Event dependent configuration broken with multiple pipelines?

Hi,

If I set pipeline.workers > 1 then event dependent configuration, "%{}", appears to be disabled. Here is my test case.

#!/bin/bash

# This works
export TIX_VERSION=1
gunzip --stdout tmp/cart.gz | logstash --pipeline.workers 1 --path.config=logstash/cart_logstash.conf

# This does not
export TIX_VERSION=2
gunzip --stdout tmp/cart.gz | logstash --pipeline.workers 4 --path.config=logstash/cart_logstash.conf

The single worker creates a series of indices, with the document_id's set with document_id. The parallel worker creates one index, with %{} in its name, with one document whose id is %{id} and lots of deleted documents.

I'm running logstash 6.2.4, which brew tells me is current.

My config file is as follows:

input {
    stdin {}
}
filter {
    mutate {
        gsub => ["message", "\"", "'"]
        # Double quote problem https://discuss.elastic.co/t/csv-filter-quote-character-causing-csvparsefailure/121273/3 '
    }
    csv {
        autodetect_column_names => "true"
        remove_field => ["message"] # message is the unparsed row
        separator => "	" # Yes, that is supposed to be a literal tab
        skip_empty_columns => "true"
        skip_header =>"true"
    }
    date {
      match => ["arrival_date", "YYYY-MM-dd HH:mm:ss"]
      target => "arrival_date"
      timezone => "UTC"
    }
    mutate {
     remove_field => ["host"]
    }
}
output {
      elasticsearch {
        document_id => "%{id}"
        hosts => ["${ES_HOST}:${ES_PORT}"]
        http_compression => "true"
        index => "cart-%{slug}-v${TIX_VERSION}"
        manage_template => "false"
        password => "${ES_PASS}"
        ssl => "true"
        user => "${ES_USER}"
    }
}  

Have I missed something, or should I open an issue?
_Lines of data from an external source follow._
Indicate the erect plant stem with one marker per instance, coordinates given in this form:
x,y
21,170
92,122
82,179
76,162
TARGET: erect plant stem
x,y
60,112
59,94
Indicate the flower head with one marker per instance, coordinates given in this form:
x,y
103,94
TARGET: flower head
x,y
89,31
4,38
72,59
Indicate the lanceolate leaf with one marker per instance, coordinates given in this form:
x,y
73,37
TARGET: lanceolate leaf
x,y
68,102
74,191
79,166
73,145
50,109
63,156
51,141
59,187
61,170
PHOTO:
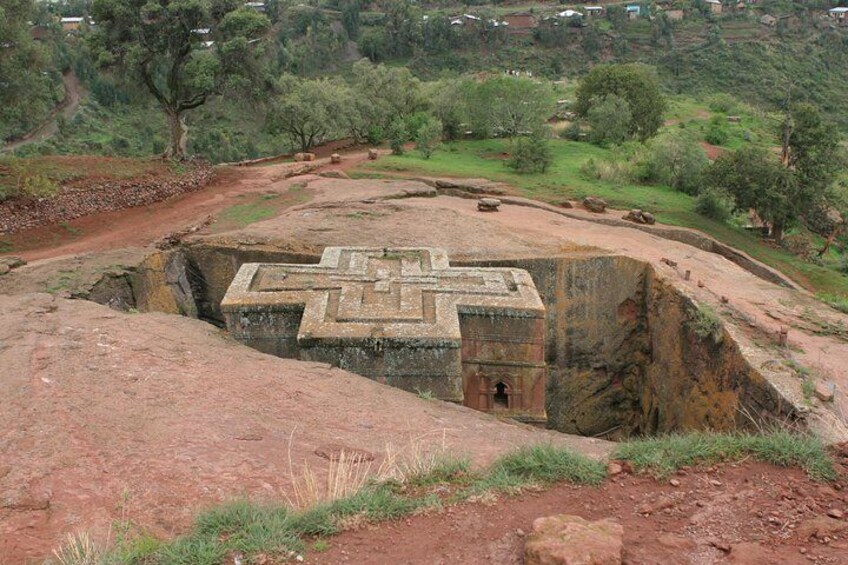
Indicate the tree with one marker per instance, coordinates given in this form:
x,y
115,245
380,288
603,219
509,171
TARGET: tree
x,y
24,89
531,154
634,82
756,180
427,136
308,111
509,106
161,44
610,119
678,161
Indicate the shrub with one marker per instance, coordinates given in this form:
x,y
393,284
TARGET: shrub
x,y
530,154
610,119
714,205
717,132
677,160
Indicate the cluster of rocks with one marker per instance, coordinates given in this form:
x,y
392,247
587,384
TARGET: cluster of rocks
x,y
596,205
9,263
640,217
569,540
18,214
488,204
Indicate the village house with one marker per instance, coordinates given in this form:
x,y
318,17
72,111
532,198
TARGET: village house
x,y
72,23
839,14
520,22
715,6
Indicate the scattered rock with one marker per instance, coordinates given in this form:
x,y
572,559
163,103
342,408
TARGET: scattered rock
x,y
12,262
825,391
571,540
488,204
596,205
640,217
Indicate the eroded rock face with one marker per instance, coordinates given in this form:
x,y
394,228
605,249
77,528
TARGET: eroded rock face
x,y
571,540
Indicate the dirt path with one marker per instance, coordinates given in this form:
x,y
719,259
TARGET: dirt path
x,y
74,93
750,514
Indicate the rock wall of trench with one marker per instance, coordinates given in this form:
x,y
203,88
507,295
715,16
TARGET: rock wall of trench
x,y
623,355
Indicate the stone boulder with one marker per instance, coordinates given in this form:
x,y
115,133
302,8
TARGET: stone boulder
x,y
571,540
488,204
640,217
596,205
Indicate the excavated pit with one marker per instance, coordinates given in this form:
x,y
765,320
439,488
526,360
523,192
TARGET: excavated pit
x,y
627,353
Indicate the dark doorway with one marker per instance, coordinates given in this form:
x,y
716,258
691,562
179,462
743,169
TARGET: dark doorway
x,y
501,398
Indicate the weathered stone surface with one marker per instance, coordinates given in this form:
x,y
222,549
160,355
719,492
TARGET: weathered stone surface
x,y
639,217
825,391
571,540
405,317
12,262
595,205
488,204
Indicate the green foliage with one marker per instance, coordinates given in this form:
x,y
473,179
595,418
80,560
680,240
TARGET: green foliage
x,y
706,324
546,464
610,120
397,135
154,44
637,84
677,160
530,154
427,136
714,205
662,456
717,132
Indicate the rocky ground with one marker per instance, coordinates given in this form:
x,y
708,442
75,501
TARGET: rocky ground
x,y
152,417
748,514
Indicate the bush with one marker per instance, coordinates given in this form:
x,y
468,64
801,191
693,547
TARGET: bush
x,y
428,136
717,132
610,119
530,154
678,161
714,205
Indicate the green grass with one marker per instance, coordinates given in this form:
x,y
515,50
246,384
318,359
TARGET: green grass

If I set pipeline.workers > 1 then event dependent configuration, "%{}", appears to be disabled.

That sounds extremely unlikely, but I don't really have a better suggestion to offer. What happens if you replace your elasticsearch output with stdout { codec => rubydebug }? Do all resulting events contain the required id and slug fields?

stdout { codec => rubydebug } is giving me nonsense, like this:

{
"@version" => "1",
"locationA" => "locationA",
"@timestamp" => 2018-07-30T20:35:38.032Z,
"0.00" => "0.00",
"2016-03-19 22:00:00" => "2015-11-11 21:00:00",
"0000788c-87da-4219-9379-dd7f0febd1ac" => "0001c971-cc81-4cf1-8ae5-843958777a2d",
"8" => "3",
"Amanda.Example@notreal.com" => "Barry@example.com",
"Amanda Example" => "Barry Fake Person",
"Venue A" => "Venue A"
}

It perhaps has failed to autodetect_column_names?

Yes, that's most likely the case. I've never trusted the autodetect feature.

1 Like

There is already an issue for this in logstash-csv-filter.

This topic was automatically closed 28 days after the last reply. New replies are no longer allowed.